Aytun Çıray: Türkiye'nin hakları tehdit altında
Aytun Çıray, Türkiye’nin Kıbrıs’taki ve Doğu Akdeniz’deki egemenlik haklarını ve bu hakların bekasını tehdit altında olduğuna dikkat çekti.
İYİ Parti Genel Başkan Yardımcısı İzmir Milletvekili Aytun Çıray, Doğu Akdeniz’de son zamanlarda çok tehlikeli gelişmeler yaşandığını belirterek, bu gelişmelerin Türkiye’nin Kıbrıs’taki ve Doğu Akdeniz’deki egemenlik haklarını ve bu hakların bekasını tehdit ettiğine dikkat çekti.
Çıray, ülkemizin bir enerji yolu kavşağı olarak ülkemizin ekonomik geleceğini tehdit eden gelişmenin son merhalesinin 20 Mart 2019’da İsrail’in ABD tarafından da kabul edilen sözde başkenti Kudüs’te bir deklarasyonla açıklanan ABD-İsrail-Güney Kıbrıs Rum Yönetimi ve Yunanistan ittifakı olduğunu vurguladı.
Çıray açıklamasına şöyle devam etti:
“Müttefikimiz ABD Suriye’de YPG ile Suriye’nin, dolayısıyla Türkiye’nin bütünlüğünü tehdit eden politikalardan sonra, Kıbrıs’ta Kuzey Kıbrıs Türk Cumhuriyeti vatandaşlarının ve Türkiye’nin egemenlik haklarını tehdit eden politikalara yönelmiştir.
ABD, YUNANİSTAN VE İSRAİL’E NOTA VERİLEREK AÇIKLAMA İSTENMELİYDİ..
Bu AKP’nin kurucu ruhun ‘Yurtta Barış, Dünyada barış’ ilkesinden uzaklaşmış, 17 yıllık çok hatalı dış politikalarının vahim sonuçlarından birisidir. 20 Mart’ta ABD Dışişleri Bakanı Pompeo, İsrail Başbakanı Netanyahu, Yunanistan Başbakanı Çipras ve Güney Kıbrıs Rum Yönetimi Başbakanı Anastasiadis’in imzalayıp açıkladıkları Kudüs deklarasyonu, Doğu Akdeniz’deki muazzam doğaz gaz ve petrol yataklarının işletilmesinde Türkiye’yi tamamen devre dışı bırakmaktadır.

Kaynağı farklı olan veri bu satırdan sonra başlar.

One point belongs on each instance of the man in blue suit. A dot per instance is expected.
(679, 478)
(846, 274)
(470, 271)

Daha vahimi, kurulan ittifakın ‘Akdeniz’deki ve Ortadoğu’daki habis huylu etkilere karşı mücadele kararlığını’ ilan etmektedir. Burada çiğnenen Kuzey Kıbrıs’ın ve Türkiye’nin egemenlik hakları olduğuna göre, İngilizce ‘malign’, yani habis huylu dış etkilerle kastedilen muhtemelen Türkler ve Türkiye’dir. Seçimi şirazesinden çıkararak, gerçek sorunların gündeme gelmesini engellemek için soyut bir beka sorunu icat edenler, bu somut egemenlik tehdidi konusunda maalesef hiçbir şey yapmamışlardır. Washington, Tel Aviv ve Atina’ya Doğu Akdeniz’de ve Ortadoğu’da işarete ve deklare ettiğiniz ‘habis dış politika etkileri’yle hangi ülkeleri ve güçleri kimlerdir, nelerdir sorusunu bir notayla sorma cesaretini dahi gösterememişlerdir.
BEKA ONLAR İÇİN SADECE UCUZ VE BASİT BİR SEÇİM MALZEMESİ
Bu bekanın onlar için ucuz ve basit bir seçim malzemesinden öte bir anlam taşımadığını gösterdiği gibi, ortaya gerçek bir beka sorunu çıktığında AKP’nin ve Cumhur İttifakının küçük ortağının hiçbir adım atamayacağının bir delilidir.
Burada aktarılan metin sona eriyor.